The Israeli Foreign Minister, Mark Regev, said the military offensive in south Lebanon would continue until the Cabinet officially approved the UN resolution in a meeting to be held tomorrow. "The logic," said Regev, "would be that even in the framework of this successful outcome, if you hand over to the Lebanese army a cleaner south Lebanon, where you have Hezbollah removed from the territory, that makes their troubles a lot easier."
UN Resolution 1701, adopted late in the evening of Friday, 11 August, calls for "a full cessation of hostilities based upon, in particular, the immediate cessation by Hezbollah of all attacks and the immediate cessation by Israel of all offensive military operations." The resolution was unanimously approved after an impassioned address by the UN secretary, Kofi Annan, who admitted that the world's faith in the UN was "badly shaken" by the long time it took the global powers to call for an end to hostilities.
The wording of the resolution calls on Lebanese troops and the UNIFIL "to deploy their forces together" in southern Lebanon; in parallel, Israel must "withdraw all of its forces from southern Lebanon". The resolution also authorizes an increase of UNIFIL of up to 15,000 troops (from its current strength 1,190). Lebanon plans to send 15,000 of its soldiers to the south.

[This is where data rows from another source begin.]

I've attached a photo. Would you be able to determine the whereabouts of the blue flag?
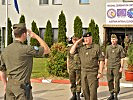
[14,0,19,14]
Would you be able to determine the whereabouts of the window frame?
[1,0,11,5]
[52,0,62,5]
[123,0,133,2]
[39,0,49,5]
[79,0,90,5]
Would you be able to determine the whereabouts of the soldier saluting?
[0,23,50,100]
[70,32,104,100]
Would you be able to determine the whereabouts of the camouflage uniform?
[0,24,44,100]
[68,45,81,92]
[75,44,104,100]
[124,38,131,53]
[105,44,125,93]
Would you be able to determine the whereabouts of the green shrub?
[48,42,68,77]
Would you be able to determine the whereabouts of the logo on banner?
[127,8,133,18]
[107,9,116,18]
[117,9,126,17]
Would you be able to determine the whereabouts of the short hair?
[111,34,117,39]
[13,23,27,37]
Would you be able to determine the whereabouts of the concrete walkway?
[0,81,133,100]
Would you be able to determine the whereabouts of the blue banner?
[14,0,19,14]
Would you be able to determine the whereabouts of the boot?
[70,92,77,100]
[77,92,81,100]
[80,93,84,97]
[114,93,118,100]
[107,93,114,100]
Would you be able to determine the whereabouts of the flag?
[14,0,19,14]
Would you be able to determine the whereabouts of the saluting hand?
[97,73,103,79]
[27,29,36,38]
[119,67,123,73]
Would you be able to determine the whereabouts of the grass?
[31,58,67,79]
[31,58,50,78]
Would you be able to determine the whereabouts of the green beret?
[13,23,27,33]
[111,34,117,39]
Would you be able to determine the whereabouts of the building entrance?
[104,25,133,47]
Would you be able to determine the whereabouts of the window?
[2,0,11,5]
[39,0,48,5]
[123,0,133,2]
[79,0,90,4]
[53,0,62,5]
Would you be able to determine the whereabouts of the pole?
[5,0,8,47]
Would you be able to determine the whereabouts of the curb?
[0,77,133,87]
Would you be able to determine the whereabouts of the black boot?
[80,93,84,97]
[77,92,81,100]
[107,93,114,100]
[114,93,118,100]
[70,92,77,100]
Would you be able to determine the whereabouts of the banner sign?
[106,2,133,24]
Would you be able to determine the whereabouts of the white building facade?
[0,0,133,48]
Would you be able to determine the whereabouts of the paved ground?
[0,81,133,100]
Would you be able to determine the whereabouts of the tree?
[58,11,66,44]
[44,20,53,47]
[19,15,25,23]
[7,18,13,45]
[19,15,27,44]
[30,20,39,46]
[74,16,83,38]
[88,19,99,44]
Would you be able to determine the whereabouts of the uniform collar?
[111,44,118,48]
[14,40,22,43]
[85,43,93,49]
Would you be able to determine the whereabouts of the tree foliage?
[44,20,53,47]
[58,11,66,43]
[19,15,27,44]
[30,20,39,46]
[74,16,83,38]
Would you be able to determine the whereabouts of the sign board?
[106,2,133,25]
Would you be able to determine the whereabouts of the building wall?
[0,0,123,42]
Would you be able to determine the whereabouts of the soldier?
[0,23,50,100]
[124,34,131,53]
[67,37,81,100]
[105,34,125,100]
[70,32,104,100]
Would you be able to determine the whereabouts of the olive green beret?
[111,34,117,39]
[13,23,27,33]
[83,32,92,37]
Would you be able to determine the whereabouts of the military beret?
[13,23,27,33]
[83,32,92,37]
[111,34,117,39]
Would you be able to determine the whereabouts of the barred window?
[2,0,11,5]
[79,0,90,4]
[39,0,48,5]
[123,0,133,2]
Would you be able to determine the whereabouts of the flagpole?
[5,0,8,47]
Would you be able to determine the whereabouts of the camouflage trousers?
[107,67,122,93]
[69,69,81,92]
[6,79,33,100]
[81,71,99,100]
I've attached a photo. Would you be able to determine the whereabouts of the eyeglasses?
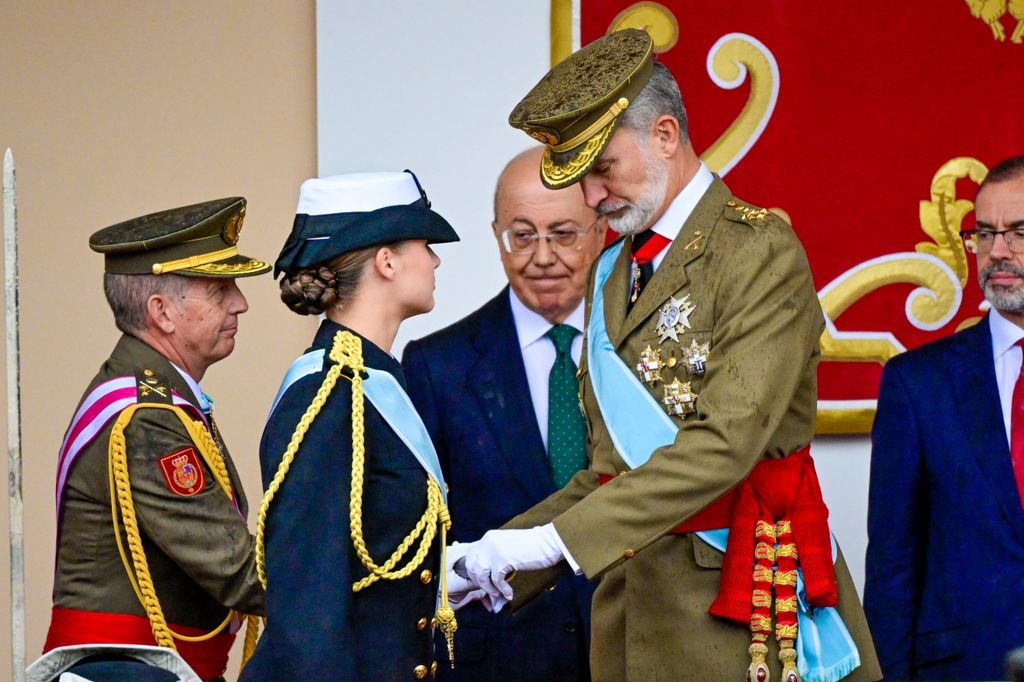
[961,227,1024,254]
[501,220,597,254]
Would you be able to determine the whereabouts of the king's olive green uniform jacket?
[53,335,263,630]
[510,177,881,682]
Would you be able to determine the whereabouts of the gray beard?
[596,147,669,235]
[978,262,1024,314]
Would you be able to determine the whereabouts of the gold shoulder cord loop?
[106,402,259,667]
[256,332,458,659]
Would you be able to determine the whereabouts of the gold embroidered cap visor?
[89,197,270,278]
[509,29,653,189]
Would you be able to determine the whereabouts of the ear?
[145,294,175,334]
[650,114,680,159]
[373,242,397,281]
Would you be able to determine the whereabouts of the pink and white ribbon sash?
[56,377,209,512]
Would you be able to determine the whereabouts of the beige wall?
[0,0,316,679]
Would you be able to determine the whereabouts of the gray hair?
[620,61,690,142]
[103,272,191,335]
[976,156,1024,197]
[550,61,690,166]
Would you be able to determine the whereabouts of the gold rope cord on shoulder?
[256,332,458,660]
[106,402,259,667]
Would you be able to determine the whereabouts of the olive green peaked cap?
[89,197,270,278]
[509,29,653,189]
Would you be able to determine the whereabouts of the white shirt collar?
[651,161,715,240]
[509,287,584,350]
[168,360,213,414]
[988,308,1024,357]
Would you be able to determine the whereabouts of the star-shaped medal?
[662,379,697,419]
[683,339,711,377]
[637,346,665,386]
[654,294,696,343]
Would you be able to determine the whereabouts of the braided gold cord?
[256,332,344,589]
[256,332,458,659]
[108,402,248,649]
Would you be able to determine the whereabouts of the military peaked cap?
[273,170,459,278]
[509,29,653,189]
[89,197,270,278]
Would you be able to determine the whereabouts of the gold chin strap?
[256,332,459,665]
[106,402,259,668]
[153,246,239,274]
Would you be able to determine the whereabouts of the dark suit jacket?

The resolution demands the "unconditional release" of two Israeli soldiers: it was their capture by Hezbollah on 12 July that ignited the crisis. At the same time, the resolution calls on the UN secretary to make proposals to settle the dispute about Shebaa Farms occupied by Israeli in 1967 within 30 days of the ceasefire.
The Lebanese government is set to meet today to evaluate the resolution. But the Prime Minister, Fouad Sinora, already appeared to be cautiously optimistic yesterday.